Threnos follows firmly in the footsteps of Aegean Sorrow, but refines the melodic language into something that’s both more intricate and memorable. It still feels like the band has traded away much of their character for a more generic but even take on the sound. The surprising part, which should come as no surprise to you, is that on Threnos it works. Stefanos Kintzoglous’ deep roars and guitarist duo Christos Dragamestianos’ and Akis Pastras’ melodies dig their way deep and made me realize just how much I had missed this kind of doom; it doesn’t seem that the year’s been ripe with it nor have I returned much to old favourites. At 45 minutes, Threnos never grows stale and the change from woeful guitar melodies into power chords and violin on “Ouranio Deos” and the aggressive chugs of “Misos” help keep a sense of movement about. On one hand it may be an all too familiar take on a sound On Thorns I Lay neither adds to, nor manages to make their own, but on the other, Threnos is so well executed it’s hard to find much fault in it.


SmoulderDream Quest Ends

Roughly a year since their debut, the Toronto epic doom and trad metal quintet of considerable hype returns to pay tribute to Mark Shelton and one-up their debut. It’s all off to a good start with the title track’s fist-pumping power chord riff, memorable lead melody and some dual vocals. The mix is fuller than on the debut, leading for a more all-around powerful sound and Sarah Ann, whose voice is sure to deter a few, does her best to elevate an already powerful composition. It’s a little unfortunate that the mid-section should feel like a build-up, because it doesn’t build up towards much and the return to the opening riff comes off as anticlimactic.

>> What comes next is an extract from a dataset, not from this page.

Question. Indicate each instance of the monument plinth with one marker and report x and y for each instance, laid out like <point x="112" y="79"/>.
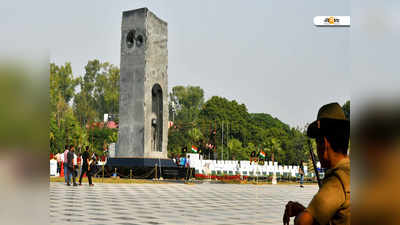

The slower and more plodding “Warrior Witch of Hel” does well with a difficult template, alternating the same motif between a single-note picked lead melody and a power chord riff, and has pretty much the band’s best chorus so far, showcasing the heights subtlety can reach. Bassist Adam is often given as much room as the guitarists and along Sarah’s vocals it’s his playing that ends up separating and elevating Smoulder above the growing epic doom masses. Unfortunately the closing Manilla Road cover “Cage of Mirrors” doesn’t work as well as the original tracks. It’s a good song, and a fine version but something about Sarah’s vocals, which I otherwise enjoy, doesn’t gel with me on the track, especially around the 4-minute mark. A couple of quibbles aside, Dream Quest Ends also contains some of the best (epic) doom put out in 2020 and no doom aficionado who’s managed to miss it so far should continue their wayward ways.